This I Believe

David - Winchester, Virginia
Entered on June 30, 2008
Age Group: 30 - 50

This I believe: It is better to give than receive. It was one of my mother’s often quoted chestnuts of wisdom. But before my 28th Christmas I didn’t really understand the meaning of this adage or how it could be true. How could giving away something be better than getting something? It didn’t make sense to me.

I was working as reporter at a small, weekly newspaper in the town of Barnwell, SC when I fielded a call from a pizza shop owner in the town of Williston who had just started a food and toy drive for the town’s poor children. I was more than happy to do a story about this lady and her mission, not out of altruism but because it provided me with a seasonally relevant story that I could knock out quickly.

That’s not to say that I wasn’t rooting for her to succeed. I was hoping my story could help her make Christmas brighter for those kids. A couple of months before, I had had toured the town with Iris Campbell, who was the state’s first lady at the time. Williston, for the most part, was a prosperous little town. Many of its residents worked at the Savannah River Site, a sprawling government complex that processed radioactive metals for nuclear weapons. But tucked away out of sight in this bastion of mostly upper-middle-class brick homes with well-cared-for lawns were several square blocks of the most devastating poverty that I had ever seen in this country. For some reason the hundred or so mostly black people that lived there, including numerous children, had missed out on the economic boom of the Cold War’s nuclear arms race.
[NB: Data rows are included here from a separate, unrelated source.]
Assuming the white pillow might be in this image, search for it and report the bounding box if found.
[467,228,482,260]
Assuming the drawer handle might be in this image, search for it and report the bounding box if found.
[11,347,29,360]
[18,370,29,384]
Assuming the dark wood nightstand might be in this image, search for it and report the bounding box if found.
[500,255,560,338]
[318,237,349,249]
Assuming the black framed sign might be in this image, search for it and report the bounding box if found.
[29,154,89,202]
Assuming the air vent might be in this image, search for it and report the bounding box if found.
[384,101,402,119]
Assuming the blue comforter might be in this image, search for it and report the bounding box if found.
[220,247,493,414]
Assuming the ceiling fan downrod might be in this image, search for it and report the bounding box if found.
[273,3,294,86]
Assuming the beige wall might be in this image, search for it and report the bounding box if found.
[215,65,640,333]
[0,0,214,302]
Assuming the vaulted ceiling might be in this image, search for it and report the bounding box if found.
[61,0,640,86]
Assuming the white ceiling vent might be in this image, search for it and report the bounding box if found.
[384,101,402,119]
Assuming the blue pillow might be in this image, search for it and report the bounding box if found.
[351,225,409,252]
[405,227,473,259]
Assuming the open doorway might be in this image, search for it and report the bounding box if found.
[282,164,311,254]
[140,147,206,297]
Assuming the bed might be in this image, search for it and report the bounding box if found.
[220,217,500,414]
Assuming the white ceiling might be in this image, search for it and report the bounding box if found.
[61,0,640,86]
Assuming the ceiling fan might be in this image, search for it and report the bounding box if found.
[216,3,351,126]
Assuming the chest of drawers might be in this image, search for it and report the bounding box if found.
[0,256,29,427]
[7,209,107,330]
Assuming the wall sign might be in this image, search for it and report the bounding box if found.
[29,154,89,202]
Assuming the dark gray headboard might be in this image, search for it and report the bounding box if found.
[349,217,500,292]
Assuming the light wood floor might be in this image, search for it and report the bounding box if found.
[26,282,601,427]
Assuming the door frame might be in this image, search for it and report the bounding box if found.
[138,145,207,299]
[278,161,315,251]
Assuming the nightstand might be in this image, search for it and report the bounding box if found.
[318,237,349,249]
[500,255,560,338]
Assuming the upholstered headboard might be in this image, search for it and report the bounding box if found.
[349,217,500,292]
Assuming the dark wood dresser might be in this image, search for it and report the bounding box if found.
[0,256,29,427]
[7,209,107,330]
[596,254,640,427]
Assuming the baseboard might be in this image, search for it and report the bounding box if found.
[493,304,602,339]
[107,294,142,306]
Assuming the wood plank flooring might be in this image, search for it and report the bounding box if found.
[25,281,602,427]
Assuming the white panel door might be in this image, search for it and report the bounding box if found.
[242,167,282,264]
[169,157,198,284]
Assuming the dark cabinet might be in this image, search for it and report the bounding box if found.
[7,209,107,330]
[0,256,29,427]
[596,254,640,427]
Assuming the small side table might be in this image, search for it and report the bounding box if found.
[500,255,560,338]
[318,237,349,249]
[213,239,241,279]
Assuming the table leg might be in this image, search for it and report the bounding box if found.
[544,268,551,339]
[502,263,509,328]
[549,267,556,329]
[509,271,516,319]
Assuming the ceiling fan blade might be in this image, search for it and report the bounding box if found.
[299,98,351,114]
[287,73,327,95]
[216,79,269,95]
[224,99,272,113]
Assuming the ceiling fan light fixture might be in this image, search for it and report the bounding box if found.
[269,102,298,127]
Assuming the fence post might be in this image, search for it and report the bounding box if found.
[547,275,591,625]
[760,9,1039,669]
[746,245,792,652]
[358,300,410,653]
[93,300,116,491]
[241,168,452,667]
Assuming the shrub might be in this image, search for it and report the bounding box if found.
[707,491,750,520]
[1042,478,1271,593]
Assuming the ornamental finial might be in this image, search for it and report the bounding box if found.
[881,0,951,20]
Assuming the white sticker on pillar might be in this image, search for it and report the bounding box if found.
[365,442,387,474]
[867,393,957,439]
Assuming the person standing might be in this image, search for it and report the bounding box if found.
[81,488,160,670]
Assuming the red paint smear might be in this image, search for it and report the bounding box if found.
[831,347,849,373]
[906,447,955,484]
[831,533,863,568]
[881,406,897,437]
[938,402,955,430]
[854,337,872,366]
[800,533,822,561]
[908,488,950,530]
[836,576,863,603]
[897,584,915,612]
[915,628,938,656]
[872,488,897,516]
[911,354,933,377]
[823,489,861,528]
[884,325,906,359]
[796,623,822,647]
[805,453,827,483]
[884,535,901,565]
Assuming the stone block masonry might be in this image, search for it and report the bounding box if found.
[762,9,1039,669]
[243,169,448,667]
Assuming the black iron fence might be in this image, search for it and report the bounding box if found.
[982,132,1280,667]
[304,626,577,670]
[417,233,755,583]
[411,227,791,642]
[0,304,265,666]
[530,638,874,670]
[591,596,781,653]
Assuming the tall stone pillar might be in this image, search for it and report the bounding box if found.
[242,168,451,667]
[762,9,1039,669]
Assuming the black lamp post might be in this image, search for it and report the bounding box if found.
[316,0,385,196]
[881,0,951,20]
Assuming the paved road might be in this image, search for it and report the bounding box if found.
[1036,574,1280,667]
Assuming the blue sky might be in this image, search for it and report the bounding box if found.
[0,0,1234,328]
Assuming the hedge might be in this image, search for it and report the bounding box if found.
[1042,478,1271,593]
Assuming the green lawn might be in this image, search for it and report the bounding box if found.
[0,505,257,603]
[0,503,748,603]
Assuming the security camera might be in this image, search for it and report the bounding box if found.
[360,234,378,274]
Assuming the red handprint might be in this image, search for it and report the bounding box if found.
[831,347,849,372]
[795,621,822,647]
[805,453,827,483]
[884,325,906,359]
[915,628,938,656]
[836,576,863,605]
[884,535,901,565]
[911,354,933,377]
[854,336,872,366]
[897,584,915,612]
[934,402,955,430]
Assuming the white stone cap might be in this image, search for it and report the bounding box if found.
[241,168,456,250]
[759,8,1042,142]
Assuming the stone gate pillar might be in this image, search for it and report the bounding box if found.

The pizza shop owner, who had only been working on her charity drive for a couple of days, had only a can a ham, a Barbie and a Big Wheel to show for her efforts. I took a couple of photos and did my story, just the basics – who, what, where, when and how readers could contribute to the cause.

The pizza lady enthusiastically invited me back to her shop that day after the story ran. To my amazement it was crammed from floor to ceiling with food and brand new toys. In a few seconds upon seeing this magnificent bounty I was so overwhelmed with emotion that I started to tremble. I excused myself, got inside my car and wept tears of joy. After about 10 minutes of non-stop crying, I regained my composure, wiped the tears and snot off my face and went back inside. No gifts I had received, blessings bestowed on me or incidents of good fortune had made me feel as wonderful as I did at that moment. I was so grateful to have played a small role in the success of this charitable venture. I gave a little of myself and was rewarded with immeasurable joy.